I can foresee a time when every roof is a solar panel and the electric utilities cry about it and demand a cut.
Rough estimate: my roof is about 120 square meters * 1 kW/m^2 * 25% efficiency * 12 hours/day * 365 days = 131,400 kWh per year. Knock that down by some amount because of clouds and non-optimal solar angles and it still provides all of my electricity unless I want to use it at night.
http://www.i4at.org/surv/solmap.htm says I get about 3.5 kWh / day / m^2 on average or 153,300 kWh per year hitting my roof. With a 25% efficiency I still get between 3 and 4 times as much electricity as I use during the year. From there it is just a matter of installed cost vs. about 11¢/kWh and rising cost to buy electricity.

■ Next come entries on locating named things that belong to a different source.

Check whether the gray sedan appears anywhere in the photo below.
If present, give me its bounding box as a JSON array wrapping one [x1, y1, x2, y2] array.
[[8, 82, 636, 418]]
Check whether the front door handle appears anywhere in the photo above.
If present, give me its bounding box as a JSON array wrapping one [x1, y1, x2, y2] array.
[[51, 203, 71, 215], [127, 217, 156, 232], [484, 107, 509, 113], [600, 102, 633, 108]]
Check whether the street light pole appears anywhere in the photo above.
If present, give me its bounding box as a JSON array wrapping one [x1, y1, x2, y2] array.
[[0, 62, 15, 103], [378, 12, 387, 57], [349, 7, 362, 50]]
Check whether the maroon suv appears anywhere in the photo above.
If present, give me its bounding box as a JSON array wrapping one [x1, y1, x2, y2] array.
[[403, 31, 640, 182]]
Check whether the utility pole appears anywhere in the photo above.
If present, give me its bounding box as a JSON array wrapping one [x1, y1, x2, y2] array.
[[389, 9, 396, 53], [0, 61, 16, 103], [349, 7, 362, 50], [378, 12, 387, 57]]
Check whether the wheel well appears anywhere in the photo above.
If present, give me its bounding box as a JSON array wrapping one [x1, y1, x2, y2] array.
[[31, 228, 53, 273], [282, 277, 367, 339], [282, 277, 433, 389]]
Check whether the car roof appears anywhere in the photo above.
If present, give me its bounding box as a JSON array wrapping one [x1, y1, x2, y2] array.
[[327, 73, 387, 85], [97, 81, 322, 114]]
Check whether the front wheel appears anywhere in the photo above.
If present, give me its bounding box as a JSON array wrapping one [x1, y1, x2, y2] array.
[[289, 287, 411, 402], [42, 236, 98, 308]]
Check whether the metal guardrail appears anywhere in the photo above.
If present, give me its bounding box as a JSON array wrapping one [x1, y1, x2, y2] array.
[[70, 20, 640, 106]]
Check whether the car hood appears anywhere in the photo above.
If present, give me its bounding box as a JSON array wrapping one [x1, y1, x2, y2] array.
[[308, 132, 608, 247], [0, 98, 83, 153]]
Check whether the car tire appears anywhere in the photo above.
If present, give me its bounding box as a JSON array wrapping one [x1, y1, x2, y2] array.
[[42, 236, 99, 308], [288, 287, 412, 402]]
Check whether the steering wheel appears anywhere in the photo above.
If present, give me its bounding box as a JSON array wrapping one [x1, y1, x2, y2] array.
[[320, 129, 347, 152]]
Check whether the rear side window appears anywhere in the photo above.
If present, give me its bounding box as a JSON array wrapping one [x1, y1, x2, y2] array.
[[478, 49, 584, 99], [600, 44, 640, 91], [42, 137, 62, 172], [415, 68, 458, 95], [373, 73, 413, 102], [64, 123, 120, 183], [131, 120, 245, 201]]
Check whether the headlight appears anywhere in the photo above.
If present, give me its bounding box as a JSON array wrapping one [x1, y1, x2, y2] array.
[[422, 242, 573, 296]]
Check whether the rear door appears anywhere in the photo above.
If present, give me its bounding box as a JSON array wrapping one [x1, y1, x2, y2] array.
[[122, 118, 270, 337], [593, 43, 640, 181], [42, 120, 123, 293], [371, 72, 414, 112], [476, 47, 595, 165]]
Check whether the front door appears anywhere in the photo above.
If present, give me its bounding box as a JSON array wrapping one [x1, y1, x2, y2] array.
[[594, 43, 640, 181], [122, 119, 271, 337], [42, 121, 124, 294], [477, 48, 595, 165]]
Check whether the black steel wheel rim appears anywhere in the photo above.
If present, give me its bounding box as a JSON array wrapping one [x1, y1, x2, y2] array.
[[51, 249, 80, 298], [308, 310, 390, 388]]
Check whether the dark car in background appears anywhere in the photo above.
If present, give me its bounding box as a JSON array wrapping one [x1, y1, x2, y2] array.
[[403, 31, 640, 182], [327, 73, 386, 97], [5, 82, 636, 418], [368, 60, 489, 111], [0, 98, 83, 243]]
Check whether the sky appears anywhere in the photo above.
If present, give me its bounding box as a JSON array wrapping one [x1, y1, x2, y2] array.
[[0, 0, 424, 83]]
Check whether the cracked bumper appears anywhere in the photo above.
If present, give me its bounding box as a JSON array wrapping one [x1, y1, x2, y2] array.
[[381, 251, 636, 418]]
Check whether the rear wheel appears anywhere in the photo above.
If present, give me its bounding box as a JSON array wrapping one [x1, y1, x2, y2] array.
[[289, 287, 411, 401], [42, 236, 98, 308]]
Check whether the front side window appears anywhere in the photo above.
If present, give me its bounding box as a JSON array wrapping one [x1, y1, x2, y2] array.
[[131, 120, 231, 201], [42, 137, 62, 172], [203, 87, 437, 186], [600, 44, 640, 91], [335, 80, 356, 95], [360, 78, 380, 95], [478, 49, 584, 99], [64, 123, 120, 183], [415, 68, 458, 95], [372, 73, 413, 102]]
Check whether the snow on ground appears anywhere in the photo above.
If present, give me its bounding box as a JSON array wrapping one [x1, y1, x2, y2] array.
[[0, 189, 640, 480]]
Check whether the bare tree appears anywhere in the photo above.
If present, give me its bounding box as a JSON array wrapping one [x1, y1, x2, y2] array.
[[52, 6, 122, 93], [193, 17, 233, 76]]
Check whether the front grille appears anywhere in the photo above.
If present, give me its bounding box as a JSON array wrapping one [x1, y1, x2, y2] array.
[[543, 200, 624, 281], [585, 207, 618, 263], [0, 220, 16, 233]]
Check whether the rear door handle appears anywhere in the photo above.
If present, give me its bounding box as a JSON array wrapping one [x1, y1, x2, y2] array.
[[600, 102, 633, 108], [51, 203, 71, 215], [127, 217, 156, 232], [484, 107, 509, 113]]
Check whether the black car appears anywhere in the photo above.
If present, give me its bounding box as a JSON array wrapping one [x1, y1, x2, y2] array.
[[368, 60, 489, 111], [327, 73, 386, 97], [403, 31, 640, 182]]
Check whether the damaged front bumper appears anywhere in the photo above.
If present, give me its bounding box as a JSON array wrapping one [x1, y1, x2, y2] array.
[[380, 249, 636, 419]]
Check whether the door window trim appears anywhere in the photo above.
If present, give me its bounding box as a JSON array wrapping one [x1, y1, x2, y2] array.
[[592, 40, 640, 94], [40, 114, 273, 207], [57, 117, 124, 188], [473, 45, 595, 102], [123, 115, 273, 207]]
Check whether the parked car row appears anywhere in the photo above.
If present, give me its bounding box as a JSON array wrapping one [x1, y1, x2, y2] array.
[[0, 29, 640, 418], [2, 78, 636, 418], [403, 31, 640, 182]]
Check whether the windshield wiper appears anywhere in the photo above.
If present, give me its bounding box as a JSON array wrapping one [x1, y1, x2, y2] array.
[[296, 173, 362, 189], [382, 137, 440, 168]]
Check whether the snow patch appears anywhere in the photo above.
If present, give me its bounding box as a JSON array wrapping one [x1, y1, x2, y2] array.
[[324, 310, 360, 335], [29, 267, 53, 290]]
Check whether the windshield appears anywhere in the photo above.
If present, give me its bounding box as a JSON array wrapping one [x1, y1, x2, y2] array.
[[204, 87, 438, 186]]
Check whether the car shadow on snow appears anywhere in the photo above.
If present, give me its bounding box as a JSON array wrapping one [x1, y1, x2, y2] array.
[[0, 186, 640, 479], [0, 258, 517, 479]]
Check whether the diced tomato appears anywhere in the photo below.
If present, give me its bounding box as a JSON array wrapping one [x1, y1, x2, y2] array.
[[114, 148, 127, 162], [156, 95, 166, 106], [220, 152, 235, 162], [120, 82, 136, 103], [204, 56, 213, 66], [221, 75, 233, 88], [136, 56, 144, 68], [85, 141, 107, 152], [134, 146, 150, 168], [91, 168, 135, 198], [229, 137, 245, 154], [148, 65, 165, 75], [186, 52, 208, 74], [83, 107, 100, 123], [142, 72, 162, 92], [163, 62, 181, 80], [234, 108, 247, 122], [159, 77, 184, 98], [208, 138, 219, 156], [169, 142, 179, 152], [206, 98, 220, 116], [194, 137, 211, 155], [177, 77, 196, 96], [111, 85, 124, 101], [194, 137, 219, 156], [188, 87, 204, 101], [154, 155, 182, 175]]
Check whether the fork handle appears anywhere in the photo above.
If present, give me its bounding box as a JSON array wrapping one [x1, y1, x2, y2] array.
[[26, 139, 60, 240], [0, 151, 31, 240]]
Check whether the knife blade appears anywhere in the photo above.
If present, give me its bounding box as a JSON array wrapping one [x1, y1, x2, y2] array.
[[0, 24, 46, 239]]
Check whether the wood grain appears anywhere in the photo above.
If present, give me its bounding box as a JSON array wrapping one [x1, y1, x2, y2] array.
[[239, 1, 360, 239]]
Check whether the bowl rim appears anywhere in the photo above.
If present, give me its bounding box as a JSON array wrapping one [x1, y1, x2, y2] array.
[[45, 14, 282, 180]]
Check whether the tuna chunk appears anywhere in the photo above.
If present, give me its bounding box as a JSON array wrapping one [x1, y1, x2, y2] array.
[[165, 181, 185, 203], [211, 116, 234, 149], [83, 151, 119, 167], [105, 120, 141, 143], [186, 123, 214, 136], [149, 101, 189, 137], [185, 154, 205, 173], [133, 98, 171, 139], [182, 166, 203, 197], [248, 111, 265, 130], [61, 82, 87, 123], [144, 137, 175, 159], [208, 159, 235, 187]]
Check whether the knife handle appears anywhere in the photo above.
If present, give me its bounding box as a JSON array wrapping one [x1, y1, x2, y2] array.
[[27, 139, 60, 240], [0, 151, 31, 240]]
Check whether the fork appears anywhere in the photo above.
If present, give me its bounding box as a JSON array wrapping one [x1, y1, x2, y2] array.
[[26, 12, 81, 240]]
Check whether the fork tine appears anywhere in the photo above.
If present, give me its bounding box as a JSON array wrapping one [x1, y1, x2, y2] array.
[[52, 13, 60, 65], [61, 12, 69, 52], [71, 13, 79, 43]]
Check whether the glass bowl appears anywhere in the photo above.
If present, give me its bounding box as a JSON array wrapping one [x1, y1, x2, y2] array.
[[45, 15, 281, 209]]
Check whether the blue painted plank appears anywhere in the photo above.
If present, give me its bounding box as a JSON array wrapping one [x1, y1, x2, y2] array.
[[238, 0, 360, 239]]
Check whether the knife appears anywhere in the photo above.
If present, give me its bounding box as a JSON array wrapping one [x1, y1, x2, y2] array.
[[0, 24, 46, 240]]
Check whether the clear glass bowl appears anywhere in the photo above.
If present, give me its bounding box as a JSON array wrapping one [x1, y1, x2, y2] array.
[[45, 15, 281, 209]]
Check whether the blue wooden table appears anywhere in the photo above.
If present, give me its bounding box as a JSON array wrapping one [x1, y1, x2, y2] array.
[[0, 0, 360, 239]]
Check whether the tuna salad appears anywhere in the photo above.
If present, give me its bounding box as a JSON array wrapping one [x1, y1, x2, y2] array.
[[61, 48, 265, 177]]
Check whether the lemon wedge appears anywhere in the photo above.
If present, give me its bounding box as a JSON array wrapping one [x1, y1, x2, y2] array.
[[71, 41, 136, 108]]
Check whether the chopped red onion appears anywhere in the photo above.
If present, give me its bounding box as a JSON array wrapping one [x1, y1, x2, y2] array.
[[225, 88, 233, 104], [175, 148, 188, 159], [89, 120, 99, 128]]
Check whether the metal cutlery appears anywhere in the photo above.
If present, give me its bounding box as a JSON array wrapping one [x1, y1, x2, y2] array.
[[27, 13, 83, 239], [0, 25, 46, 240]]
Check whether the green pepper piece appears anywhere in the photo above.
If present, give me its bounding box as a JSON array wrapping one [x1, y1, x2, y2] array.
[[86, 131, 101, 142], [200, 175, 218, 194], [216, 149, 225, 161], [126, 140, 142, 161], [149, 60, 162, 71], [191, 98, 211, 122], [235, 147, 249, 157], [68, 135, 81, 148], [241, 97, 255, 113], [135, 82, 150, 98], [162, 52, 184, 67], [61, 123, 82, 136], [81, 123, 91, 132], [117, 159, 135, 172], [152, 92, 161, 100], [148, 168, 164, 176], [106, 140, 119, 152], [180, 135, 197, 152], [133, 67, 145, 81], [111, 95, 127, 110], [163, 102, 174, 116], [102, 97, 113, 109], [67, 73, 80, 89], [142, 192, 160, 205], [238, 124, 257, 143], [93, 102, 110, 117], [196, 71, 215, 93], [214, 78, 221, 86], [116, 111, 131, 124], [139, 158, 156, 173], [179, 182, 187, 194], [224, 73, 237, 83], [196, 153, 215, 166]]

(Just noticed that the 3.5 kWh/day requires the surface to face the sun, so I'll need to rotate my house during the day :-(. Looks like I'll lose some of my planned electricity.)
DYI
http://www.rotatinghome.com/about.html
One of those important acronyms: ROI. How many decades before it pays for itself.
“square meters”
What is this recent love affair with the European metric system? Fad? Cool factor?
I realize it’s a superior system of measure, but for general conversation among Americans, it sounds pretentious.
Nothing personal, Karl. Just a pet peeve of mine.